The Five Stages of the Change Curve
The change curve outlines five stages:
- Shock and Denial
- Anger
- Bargaining
- Depression
- Acceptance
Over time, as represented on the horizontal axis of the curve, productivity and engagement fluctuate. When change first occurs, productivity and engagement tend to decline. It is only after moving through several emotional stages that individuals begin the upswing toward acceptance.
Let’s look more closely at each stage.
Shock and Denial
The first stage is shock and denial. When change is introduced, individuals often react by putting up defense mechanisms. These defenses help deflect the reality of what is happening.
It is human nature to cling to the past and to the expectations we previously held. Thoughts may sound like:
- This cannot be happening.
- This is not real.
- Things will go back to normal.
During this stage, productivity often drops sharply. People are mentally and emotionally resisting the new reality rather than engaging with it.
Anger
As reality sets in, shock and denial give way to anger.
Employees may begin to feel fear or frustration. The change initiative can feel overwhelming or out of control. There may be a belief that the change is destined to fail:
- This will never work.
- Why are we being asked to do this?
- This is going to spiral out of control.
These reactions often come with unrealistic expectations about failure. Productivity and engagement continue to decline because energy is being spent on emotional resistance rather than adaptation.
Bargaining
After anger comes bargaining. At this stage, individuals attempt to salvage parts of the past.
Questions during bargaining might include:
- Can we take the path of least resistance?
- Can we negotiate a compromise?
- Can we keep some of the old ways while adopting the new ones?
There is still reluctance to fully let go. Productivity and engagement remain low because individuals are trying to negotiate rather than commit to the change.
Depression
Eventually, people reach a point where they realize that defensive mechanisms and bargaining are not working.
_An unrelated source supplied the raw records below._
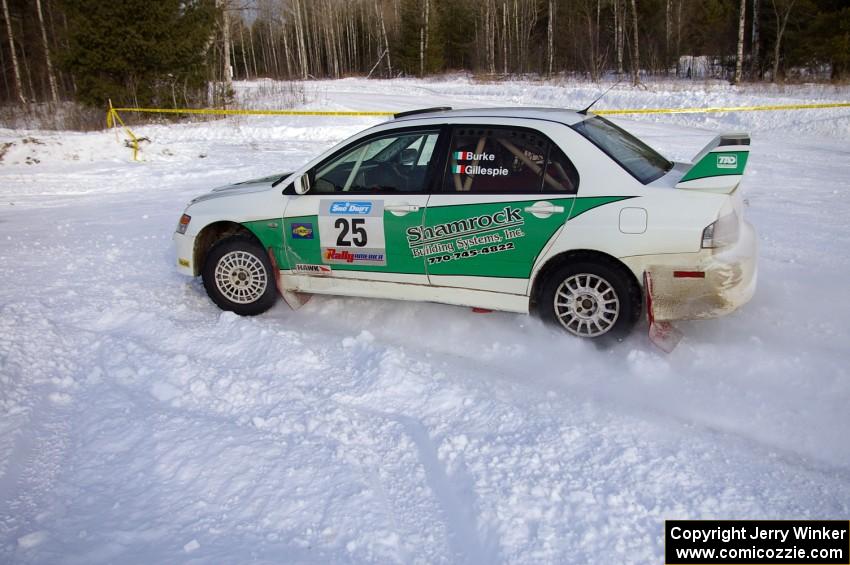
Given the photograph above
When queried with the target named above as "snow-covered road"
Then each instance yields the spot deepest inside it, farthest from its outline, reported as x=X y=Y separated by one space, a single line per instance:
x=140 y=424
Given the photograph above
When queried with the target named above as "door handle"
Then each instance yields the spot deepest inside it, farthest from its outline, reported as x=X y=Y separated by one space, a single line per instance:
x=401 y=208
x=541 y=210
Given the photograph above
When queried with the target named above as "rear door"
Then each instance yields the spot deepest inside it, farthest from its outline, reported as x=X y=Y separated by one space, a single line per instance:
x=506 y=191
x=363 y=200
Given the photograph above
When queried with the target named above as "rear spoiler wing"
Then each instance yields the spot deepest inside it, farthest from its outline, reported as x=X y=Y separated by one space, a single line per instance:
x=719 y=167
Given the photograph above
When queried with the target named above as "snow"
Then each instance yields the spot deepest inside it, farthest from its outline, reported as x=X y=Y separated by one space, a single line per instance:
x=138 y=423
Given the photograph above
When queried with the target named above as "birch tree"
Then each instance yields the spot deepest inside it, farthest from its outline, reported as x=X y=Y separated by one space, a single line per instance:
x=739 y=60
x=19 y=87
x=51 y=76
x=635 y=49
x=781 y=9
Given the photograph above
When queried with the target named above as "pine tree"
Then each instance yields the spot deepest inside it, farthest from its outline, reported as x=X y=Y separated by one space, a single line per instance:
x=139 y=52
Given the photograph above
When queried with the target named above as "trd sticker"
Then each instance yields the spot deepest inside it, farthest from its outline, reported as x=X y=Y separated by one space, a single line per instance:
x=727 y=161
x=312 y=269
x=302 y=231
x=351 y=232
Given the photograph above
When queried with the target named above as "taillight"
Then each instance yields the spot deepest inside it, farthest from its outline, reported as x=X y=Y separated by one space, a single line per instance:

The change is real and unavoidable.
This stage may involve:
- Sadness
- Regret
- Demotivation
- A sense of loss
In the workplace, this can appear as disengagement or low morale. However, it is important to recognize that these responses are natural. Research repeatedly confirms that such reactions are common and expected during significant change.
Acceptance
The good news is that most individuals eventually reach acceptance.
In this stage, people begin to:
- Come to terms with the change
- Open themselves to new possibilities
- Explore favorable opportunities created by the change
Productivity and engagement begin to rise again. Employees shift from resisting change to integrating it into their daily work.
For leaders, acceptance also means formalizing the change within organizational processes. This step is crucial to prevent reverting back to old habits. Once the change is accepted, it becomes the new way of doing business, serving stakeholders, and meeting organizational goals.
There Is No Fixed Timeline
One important point about the change curve is that there is no designated timeline. You will not see a predictable sequence such as:
- First five days: shock and denial
- Next week: anger
The duration of each stage varies. A key factor influencing the pace of movement through the stages is how well the change process is managed. Effective leadership and clear communication can make it easier for employees to move toward acceptance. Poorly managed change can prolong resistance.
Final Thoughts on Navigating Change
The change curve provides a powerful lens for understanding emotional responses to organizational change. Shock, anger, bargaining, and even depression are not signs of failure. They are natural, research-supported reactions.
By recognizing these stages, both employees and leaders can better navigate transitions. Awareness allows individuals to move through the stages more intentionally and ultimately reach acceptance, where productivity and engagement begin to recover.
Change is rarely easy. But understanding the emotional journey makes it far more manageable.